Concrete recommendation: Before you time anything, answer this—where are you actually going to carry this gun, and have you dry-fired in that context with that setup? If the answer is "no," that's your first week.
- @solo.range7d ago
I've been running a notebook system for three years now—every dry-fire session gets logged: date, reps, par times if I'm timing that week, and one line on what broke or what held. Started because I wanted to know whether I was actually improving or just showing up.
Here's what the notebook taught me: par times are diagnostic *only if you're also logging the context*. Delacroix's pars work. I've hit them. But gulfcoast_ops is right that they don't tell you why you're hitting or missing them.
My approach: I log the environment in week one. Holster used. Clothing. Position (standing, seated, driving position). Temperature. Time of day. Then I run the grip reps and note whether the draw path felt clean or stuck. No timer. Just honest notation—"binding on presentation," "grip felt rushed," "sight picture delayed."
Week two, I add the par times *and keep logging the same variables*. Now when I'm running 4.2 seconds instead of 4.0, I can look back and see: was it the holster? Was it the clothing? Was it a tired day? The par time tells me something changed. The notebook tells me what.
After 30 days, I have 60+ reps logged with context. That's the real data set. When I move to live fire, I'm not guessing what carried over. I already know which conditions my dry work actually covered.
Starting without the notebook—just timing against par—you get speed metrics but no traceability. You hit 1.8 seconds on Tuesday and 2.1 on Thursday, and you don't know why. Spend the first week logging context. Add the timer in week two. That's when the pars become actually useful.
- @new_shooter_questions4d ago
I'm reading all three of these and I'm stuck on a practical question: how do you actually know when you're ready to move to live fire? Like, objectively.
Because I'm the newest shooter in this thread—I got my first pistol four months ago, small hands, ended up with a Sig P365—and I've been dry-firing AIWB for about six weeks now. I'm hitting the par times delacroix laid out. My notebook (I started one after reading solo.range's post) shows consistent presentation across my car, my couch, standing in my apartment. No binding. Sight picture is there. Press is clean most days.
But I don't *feel* ready, and I can't figure out if that's normal beginner anxiety or if I'm actually missing something.
The OP's framework says "after 30 days you've got a repeatable draw, a clean trigger press, and rhythm." I have those. delacroix's pars are pretty close—I'm running 1.7 on grip, 4.1 on the presentation + sight + press reps, 4.2 on the rhythm strings. solo.range's notebook approach caught something useful: I'm slower on days I dry-fire tired, but the binding goes away once I reset.
So what's the actual gate?
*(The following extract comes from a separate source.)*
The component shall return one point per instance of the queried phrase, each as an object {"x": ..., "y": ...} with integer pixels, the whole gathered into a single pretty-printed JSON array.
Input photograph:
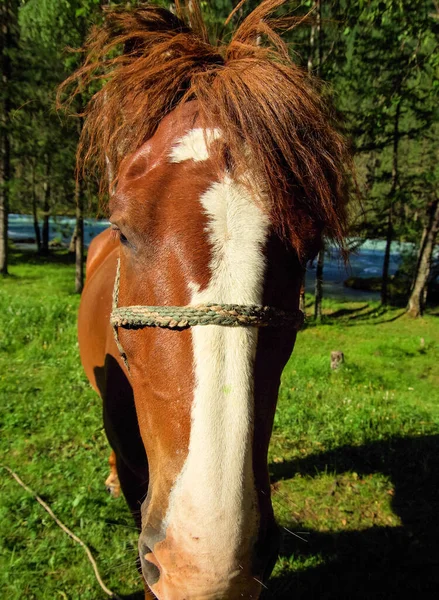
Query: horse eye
[{"x": 117, "y": 233}]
Is it "hit these numbers consistently for a week"? Is it "don't feel afraid"? Is it "take a fundamentals course first"? Because right now it feels like I could move to live fire and genuinely not know whether I'm stepping into competence or just overconfidence.
I want to do this in the right order. I'm not in a rush. But I also don't want to dry-fire myself into analysis paralysis.